The guidelines around a new category of private homes for short-term rentals will become clearer in the coming months, with the Government set to engage both industry stakeholders and the public in the second quarter of this year.
Among the issues that could surface are the maximum duration that homes can be rented out for in a year, whether the new category would apply to residences in a specific area, and how best to ensure the safety and privacy of other residents in the area.
The consultation comes amid some criticism of the measures that National Development Minister Lawrence Wong floated in Parliament last Monday.
Parliament passed laws that make Airbnb-style rentals illegal, in line with Urban Redevelopment Authority (URA) guidelines in place since 2009. But Mr Wong also said his ministry was considering two proposals: a new category of homes for short-term rentals; and lowering the minimum rental period of residences from the current six months.
On short-term rentals, which cater mainly to tourists, the authorities are seeking feedback to come up with "safeguards against negative externalities", the Ministry of National Development (MND) said in response to queries. It noted that residents have raised concerns about safety and privacy arising from the comings and goings of transient visitors.
The URA received 608 complaints last year, 61 per cent more than the 377 in 2015. There were 375 complaints in 2014.
The MND also sought to distinguish between the kind of guests both proposals would attract. Referring to the lowering of the minimum rental period, it said: "This review concerns conventional residential tenancies rather than short-term subletting, which is typically conducted on a daily or weekly basis."
It added: "The move is meant to allow homes to be rented to those who are in Singapore for extended periods but cannot commit to a lease period of at least six months."

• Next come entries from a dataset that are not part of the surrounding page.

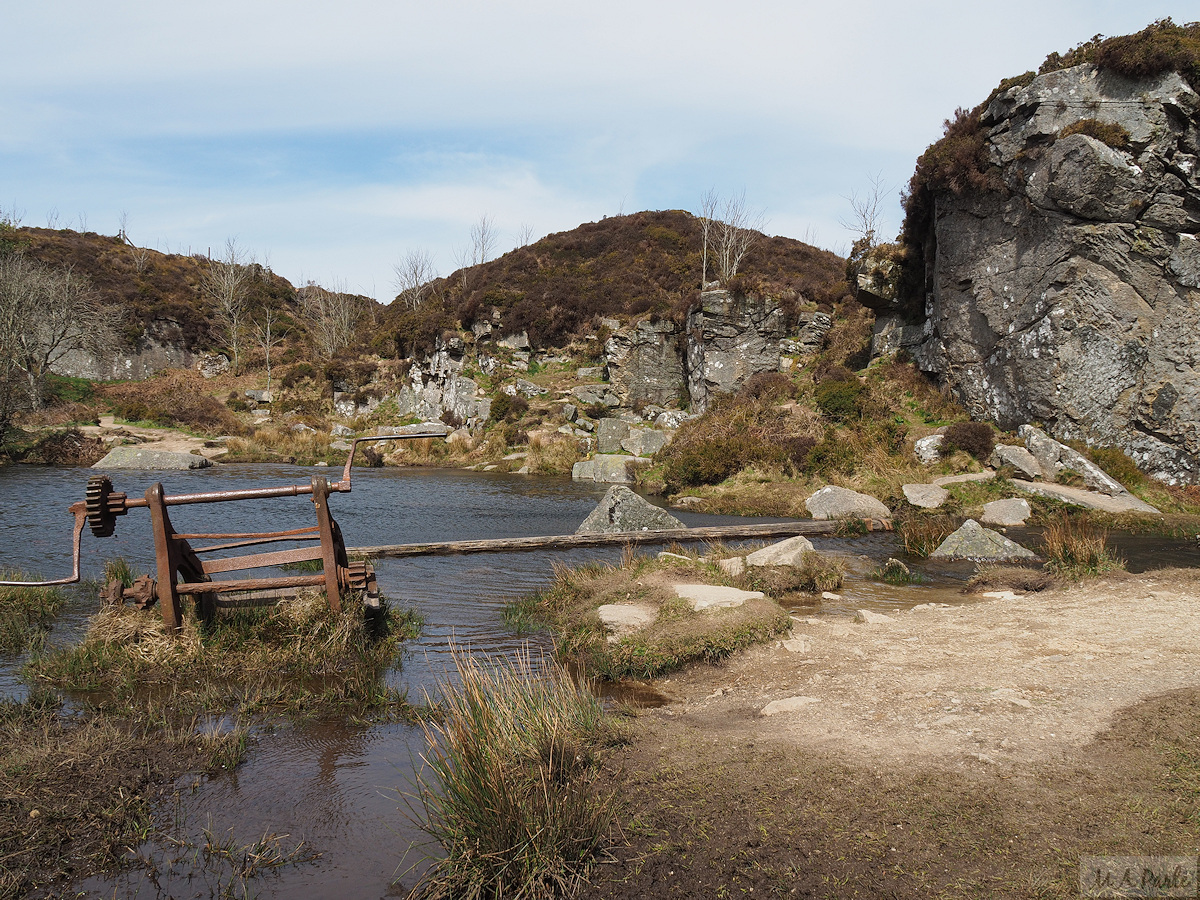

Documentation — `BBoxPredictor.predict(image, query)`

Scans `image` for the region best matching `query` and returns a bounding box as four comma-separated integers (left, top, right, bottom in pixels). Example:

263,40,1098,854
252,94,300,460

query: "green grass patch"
510,556,791,679
0,578,66,652
407,655,617,900
26,594,419,718
1042,516,1124,578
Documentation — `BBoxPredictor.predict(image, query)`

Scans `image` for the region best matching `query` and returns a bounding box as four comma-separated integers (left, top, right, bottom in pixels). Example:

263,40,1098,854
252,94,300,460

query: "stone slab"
929,518,1037,560
92,446,212,472
746,535,812,565
673,584,764,611
900,485,950,509
1013,479,1163,516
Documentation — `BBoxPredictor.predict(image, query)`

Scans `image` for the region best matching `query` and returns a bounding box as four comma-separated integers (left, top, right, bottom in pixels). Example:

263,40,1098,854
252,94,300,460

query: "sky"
0,0,1200,302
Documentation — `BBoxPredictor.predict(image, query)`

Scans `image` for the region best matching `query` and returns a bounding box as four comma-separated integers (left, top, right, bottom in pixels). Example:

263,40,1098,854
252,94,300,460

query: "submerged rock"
804,485,892,520
746,535,812,565
929,518,1037,560
92,446,212,470
575,485,686,534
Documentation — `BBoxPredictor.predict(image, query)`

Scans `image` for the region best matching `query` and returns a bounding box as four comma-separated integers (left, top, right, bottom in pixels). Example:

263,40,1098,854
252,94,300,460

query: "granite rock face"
906,65,1200,482
929,518,1037,562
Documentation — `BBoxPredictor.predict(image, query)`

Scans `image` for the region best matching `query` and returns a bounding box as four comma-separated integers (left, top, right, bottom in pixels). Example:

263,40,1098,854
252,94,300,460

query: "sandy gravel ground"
648,570,1200,767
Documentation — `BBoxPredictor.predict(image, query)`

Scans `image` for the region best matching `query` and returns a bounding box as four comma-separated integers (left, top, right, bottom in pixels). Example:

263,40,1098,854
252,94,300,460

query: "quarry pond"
0,466,1200,898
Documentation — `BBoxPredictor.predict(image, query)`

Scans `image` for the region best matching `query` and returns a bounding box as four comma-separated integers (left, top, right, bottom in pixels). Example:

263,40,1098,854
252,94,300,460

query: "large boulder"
575,485,686,534
902,58,1200,482
804,485,892,518
92,446,212,472
929,518,1037,562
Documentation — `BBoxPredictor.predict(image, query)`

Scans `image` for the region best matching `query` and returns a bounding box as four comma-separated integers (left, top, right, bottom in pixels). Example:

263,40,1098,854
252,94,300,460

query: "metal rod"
174,526,317,541
0,503,88,588
346,518,892,559
192,534,320,553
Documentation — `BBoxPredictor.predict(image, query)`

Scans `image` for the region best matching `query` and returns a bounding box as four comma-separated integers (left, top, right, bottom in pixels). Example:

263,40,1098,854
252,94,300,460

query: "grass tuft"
406,654,616,900
28,593,418,718
0,580,66,652
1042,516,1124,578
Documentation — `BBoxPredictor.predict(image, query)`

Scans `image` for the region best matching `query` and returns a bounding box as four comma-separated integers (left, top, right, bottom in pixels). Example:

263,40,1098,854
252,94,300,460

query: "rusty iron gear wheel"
86,475,116,538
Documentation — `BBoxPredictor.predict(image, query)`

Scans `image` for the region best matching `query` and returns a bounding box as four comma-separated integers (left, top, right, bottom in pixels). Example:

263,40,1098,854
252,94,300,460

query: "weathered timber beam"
346,518,892,559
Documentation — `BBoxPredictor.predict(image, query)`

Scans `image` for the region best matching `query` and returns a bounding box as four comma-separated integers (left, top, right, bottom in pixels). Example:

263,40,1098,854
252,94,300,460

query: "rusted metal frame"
0,500,88,588
192,528,320,553
175,526,317,541
203,546,324,575
312,475,342,612
175,575,325,594
145,482,184,629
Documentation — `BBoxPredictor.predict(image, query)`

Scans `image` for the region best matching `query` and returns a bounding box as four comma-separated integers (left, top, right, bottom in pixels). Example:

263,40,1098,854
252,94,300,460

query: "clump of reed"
1042,515,1124,578
0,578,66,652
734,551,846,601
895,512,960,558
407,653,616,900
28,592,418,716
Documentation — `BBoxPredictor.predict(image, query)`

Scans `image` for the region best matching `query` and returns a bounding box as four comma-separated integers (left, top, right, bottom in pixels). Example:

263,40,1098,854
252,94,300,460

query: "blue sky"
0,0,1200,301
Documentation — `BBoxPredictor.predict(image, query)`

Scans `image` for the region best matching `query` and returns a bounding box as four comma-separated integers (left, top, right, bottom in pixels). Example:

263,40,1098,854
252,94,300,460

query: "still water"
0,466,1200,900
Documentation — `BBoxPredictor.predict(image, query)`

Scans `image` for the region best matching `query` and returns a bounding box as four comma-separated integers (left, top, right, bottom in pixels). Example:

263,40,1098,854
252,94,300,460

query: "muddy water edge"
0,466,1200,899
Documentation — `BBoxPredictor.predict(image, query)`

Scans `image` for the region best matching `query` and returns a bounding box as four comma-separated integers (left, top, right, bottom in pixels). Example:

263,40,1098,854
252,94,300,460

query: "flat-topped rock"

The MND did not give details, but industry watchers said this group could comprise medical tourists, or those working on events and projects that require them to be temporarily based in Singapore.
Still, some industry watchers are sceptical about the suggestions.
Despite URA officers getting new enforcement powers to investigate breaches after amendments to the Planning Act were passed last week, International Property Advisor chief executive Ku Swee Yong predicts difficulty wielding them with regard to shortened leases. "If you reduce the lease to three months, people will complain that it's not short enough. But if it's something like one month, it'll be taxing for officers to make sure it's adhered to," he said.
He also panned the proposed new category, saying it would further complicate regulations for a market saturated with hotels, hostels and serviced apartments.
But Suntec Real Estate Consultants director of research and consultancy Colin Tan suggests that the new category could include owners of shoebox apartments or city-centre homes, where families are less likely to reside.
"The new category, depending on its form, would balance safety and space constraints... with being forward-thinking about the sharing economy," he said.